Forget the Farmers – Farm Credit Bets Big on Luxury Pursuits
Let’s examine the startling and true story of Patricia Kluge – the inheritor of a mansion and the recipient of $1 million in annual payments from a divorce settlement from her billionaire ex-husband.
Aiming to grow her fortune, she opened the 960-acre Kluge Estate Winery and Vineyard near the home. In an attempt to increase the winery’s output and construct luxury homes on the estate, Kluge sought – and somehow obtained – a $34 million loan from Farm Credit of Virginias (FCV).
That’s when reality hit.
A lack of consumer interest in the homes and the winery itself forced Kluge to sell the mansion and her personal belongings. Still in debt, she defaulted on the enormous Farm Credit loan.
Business mogul Donald Trump seized the opportunity, purchasing the estate and winery for tens of millions of dollars less than the original sticker price after a brief, stubborn refusal by FCV to part ways with the property that it had effectively helped subsidize.
It goes without saying then that this circumstance was an egregious violation of the spirit of the Farm Credit Act.

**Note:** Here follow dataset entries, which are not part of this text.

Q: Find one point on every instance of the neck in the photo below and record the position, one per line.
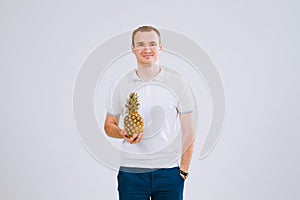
(147, 73)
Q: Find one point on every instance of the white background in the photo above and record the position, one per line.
(254, 44)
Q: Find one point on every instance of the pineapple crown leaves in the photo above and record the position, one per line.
(132, 104)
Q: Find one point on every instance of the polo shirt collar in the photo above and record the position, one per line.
(160, 77)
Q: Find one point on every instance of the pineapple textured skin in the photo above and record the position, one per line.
(133, 121)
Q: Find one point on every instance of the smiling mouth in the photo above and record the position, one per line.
(147, 56)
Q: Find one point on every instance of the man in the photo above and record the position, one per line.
(154, 163)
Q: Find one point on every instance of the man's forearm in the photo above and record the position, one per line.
(187, 153)
(188, 136)
(113, 130)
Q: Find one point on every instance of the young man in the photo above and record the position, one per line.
(154, 163)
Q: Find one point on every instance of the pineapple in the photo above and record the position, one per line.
(133, 121)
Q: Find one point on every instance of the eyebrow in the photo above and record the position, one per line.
(152, 42)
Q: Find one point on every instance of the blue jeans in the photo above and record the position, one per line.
(160, 184)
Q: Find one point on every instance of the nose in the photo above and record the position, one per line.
(147, 49)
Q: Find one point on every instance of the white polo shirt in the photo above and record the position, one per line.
(161, 102)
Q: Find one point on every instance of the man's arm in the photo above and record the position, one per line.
(112, 129)
(188, 136)
(111, 126)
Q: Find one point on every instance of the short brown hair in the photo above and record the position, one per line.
(145, 29)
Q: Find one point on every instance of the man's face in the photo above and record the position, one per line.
(146, 48)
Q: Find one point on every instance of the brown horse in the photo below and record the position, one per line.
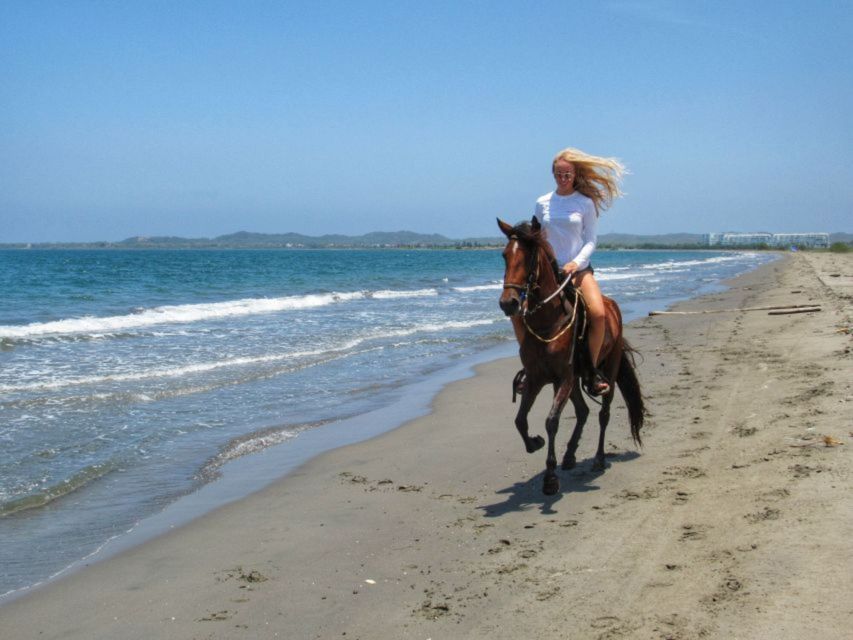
(553, 349)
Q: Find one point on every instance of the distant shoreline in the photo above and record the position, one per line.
(385, 240)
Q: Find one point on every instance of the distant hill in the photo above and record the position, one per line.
(667, 239)
(246, 239)
(376, 239)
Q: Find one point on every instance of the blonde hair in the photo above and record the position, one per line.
(599, 179)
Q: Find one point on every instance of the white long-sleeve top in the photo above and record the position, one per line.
(571, 225)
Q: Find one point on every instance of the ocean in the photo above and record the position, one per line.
(130, 379)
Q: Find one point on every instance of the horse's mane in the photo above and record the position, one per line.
(536, 238)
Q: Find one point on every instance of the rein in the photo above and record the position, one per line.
(532, 283)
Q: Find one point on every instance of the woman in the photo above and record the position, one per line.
(586, 185)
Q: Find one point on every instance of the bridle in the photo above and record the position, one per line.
(532, 284)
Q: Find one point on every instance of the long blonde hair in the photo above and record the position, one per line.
(599, 179)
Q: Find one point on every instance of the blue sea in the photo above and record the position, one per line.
(129, 379)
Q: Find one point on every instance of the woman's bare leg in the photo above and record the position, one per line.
(595, 315)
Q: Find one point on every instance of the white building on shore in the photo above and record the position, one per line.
(813, 240)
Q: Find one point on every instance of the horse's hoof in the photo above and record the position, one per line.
(535, 443)
(551, 486)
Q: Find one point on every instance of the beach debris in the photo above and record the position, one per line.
(826, 441)
(217, 616)
(775, 310)
(829, 441)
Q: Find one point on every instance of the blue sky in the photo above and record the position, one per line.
(204, 118)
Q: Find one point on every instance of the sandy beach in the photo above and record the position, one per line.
(735, 520)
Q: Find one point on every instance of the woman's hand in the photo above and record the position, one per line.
(570, 267)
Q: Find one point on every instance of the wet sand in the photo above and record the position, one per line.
(734, 521)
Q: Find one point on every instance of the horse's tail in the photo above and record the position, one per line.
(629, 385)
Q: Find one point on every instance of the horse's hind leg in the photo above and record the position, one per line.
(551, 483)
(603, 420)
(531, 390)
(581, 415)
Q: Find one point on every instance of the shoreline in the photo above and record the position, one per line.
(240, 477)
(447, 527)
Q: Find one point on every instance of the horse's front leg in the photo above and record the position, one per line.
(581, 415)
(599, 463)
(551, 484)
(528, 396)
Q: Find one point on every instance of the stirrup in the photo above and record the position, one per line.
(599, 385)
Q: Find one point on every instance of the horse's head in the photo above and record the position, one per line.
(521, 257)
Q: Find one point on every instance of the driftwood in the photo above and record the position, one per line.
(780, 313)
(786, 308)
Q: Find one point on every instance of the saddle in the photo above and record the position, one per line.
(579, 353)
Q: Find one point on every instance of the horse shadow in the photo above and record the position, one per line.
(527, 494)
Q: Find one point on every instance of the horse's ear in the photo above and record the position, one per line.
(505, 227)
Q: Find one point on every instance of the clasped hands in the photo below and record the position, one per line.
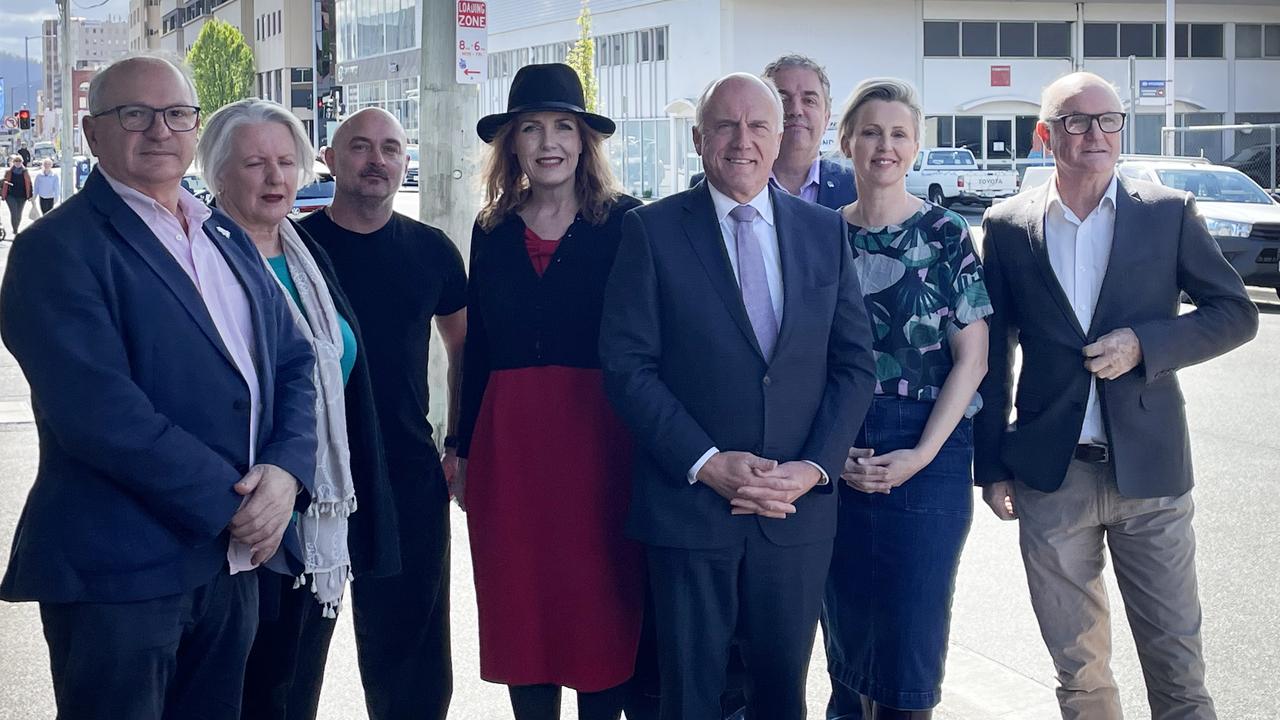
(758, 486)
(269, 493)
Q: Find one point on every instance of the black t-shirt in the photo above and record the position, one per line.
(397, 278)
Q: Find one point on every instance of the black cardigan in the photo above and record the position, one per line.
(373, 532)
(516, 319)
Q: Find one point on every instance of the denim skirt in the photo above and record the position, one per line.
(887, 607)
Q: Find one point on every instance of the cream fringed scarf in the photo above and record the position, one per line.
(323, 529)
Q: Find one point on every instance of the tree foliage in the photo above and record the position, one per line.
(222, 65)
(581, 57)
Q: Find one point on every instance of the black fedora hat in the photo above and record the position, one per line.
(538, 89)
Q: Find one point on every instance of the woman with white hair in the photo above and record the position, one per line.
(906, 497)
(49, 186)
(254, 155)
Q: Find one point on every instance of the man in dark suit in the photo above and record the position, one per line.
(800, 169)
(736, 347)
(1084, 274)
(173, 401)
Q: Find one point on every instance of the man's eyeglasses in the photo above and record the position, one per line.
(140, 118)
(1079, 123)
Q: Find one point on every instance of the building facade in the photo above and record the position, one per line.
(289, 40)
(92, 42)
(979, 65)
(378, 55)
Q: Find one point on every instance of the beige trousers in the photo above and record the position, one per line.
(1064, 536)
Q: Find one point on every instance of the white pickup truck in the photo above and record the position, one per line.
(950, 174)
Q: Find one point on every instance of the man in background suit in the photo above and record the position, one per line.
(800, 169)
(176, 414)
(736, 347)
(1084, 274)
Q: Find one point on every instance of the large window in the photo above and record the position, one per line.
(373, 27)
(978, 39)
(1257, 41)
(1147, 40)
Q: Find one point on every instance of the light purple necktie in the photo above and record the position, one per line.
(752, 279)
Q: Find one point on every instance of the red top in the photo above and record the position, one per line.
(539, 250)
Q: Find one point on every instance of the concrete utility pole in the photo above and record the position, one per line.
(67, 132)
(448, 194)
(1170, 51)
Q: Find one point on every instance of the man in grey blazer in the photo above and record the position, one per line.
(1084, 276)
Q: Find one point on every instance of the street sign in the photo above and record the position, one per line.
(1151, 92)
(472, 42)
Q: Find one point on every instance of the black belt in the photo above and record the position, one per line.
(1093, 452)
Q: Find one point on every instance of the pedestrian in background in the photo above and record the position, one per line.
(906, 497)
(254, 155)
(16, 190)
(400, 274)
(544, 470)
(49, 186)
(1086, 273)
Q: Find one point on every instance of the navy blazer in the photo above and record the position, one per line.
(836, 186)
(141, 415)
(684, 369)
(1160, 249)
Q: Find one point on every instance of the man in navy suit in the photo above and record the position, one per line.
(800, 169)
(173, 401)
(736, 347)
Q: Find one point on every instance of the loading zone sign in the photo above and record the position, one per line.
(472, 42)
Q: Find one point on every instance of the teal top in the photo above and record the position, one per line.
(348, 337)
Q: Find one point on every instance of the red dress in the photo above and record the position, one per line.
(558, 586)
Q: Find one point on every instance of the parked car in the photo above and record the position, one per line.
(1240, 215)
(411, 173)
(945, 176)
(1257, 162)
(314, 196)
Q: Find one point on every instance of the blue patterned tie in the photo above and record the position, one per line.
(752, 279)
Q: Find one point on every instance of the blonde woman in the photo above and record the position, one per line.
(906, 497)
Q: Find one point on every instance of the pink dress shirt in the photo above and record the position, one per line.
(218, 286)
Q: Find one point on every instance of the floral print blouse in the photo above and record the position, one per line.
(922, 282)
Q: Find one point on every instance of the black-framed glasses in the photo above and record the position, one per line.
(140, 118)
(1079, 123)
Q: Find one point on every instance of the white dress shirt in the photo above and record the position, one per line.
(1079, 251)
(767, 235)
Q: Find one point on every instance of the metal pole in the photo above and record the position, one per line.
(1272, 154)
(448, 194)
(315, 74)
(1133, 103)
(67, 132)
(447, 141)
(1170, 50)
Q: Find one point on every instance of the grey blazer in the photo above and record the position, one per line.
(1161, 249)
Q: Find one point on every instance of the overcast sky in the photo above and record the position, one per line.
(19, 18)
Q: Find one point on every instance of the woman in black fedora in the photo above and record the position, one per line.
(545, 464)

Farm Credit acknowledges that “Congress established the System in 1916 to provide a reliable source of credit for the nation’s farmers and ranchers,” yet Kluge was very clearly not a farmer nor a rancher, so it’s anyone’s guess as to why FCV thought it’d be wise to underwrite a massive line of credit to finance her proposed luxury estate and winery – a business that FCV seemingly did not understand.
Unfortunately for farmers, ranchers and taxpayers as a whole, this was not an isolated engagement, but rather a specific case of Farm Credit’s broader mission creep, loss of focus and penchant for risky loans.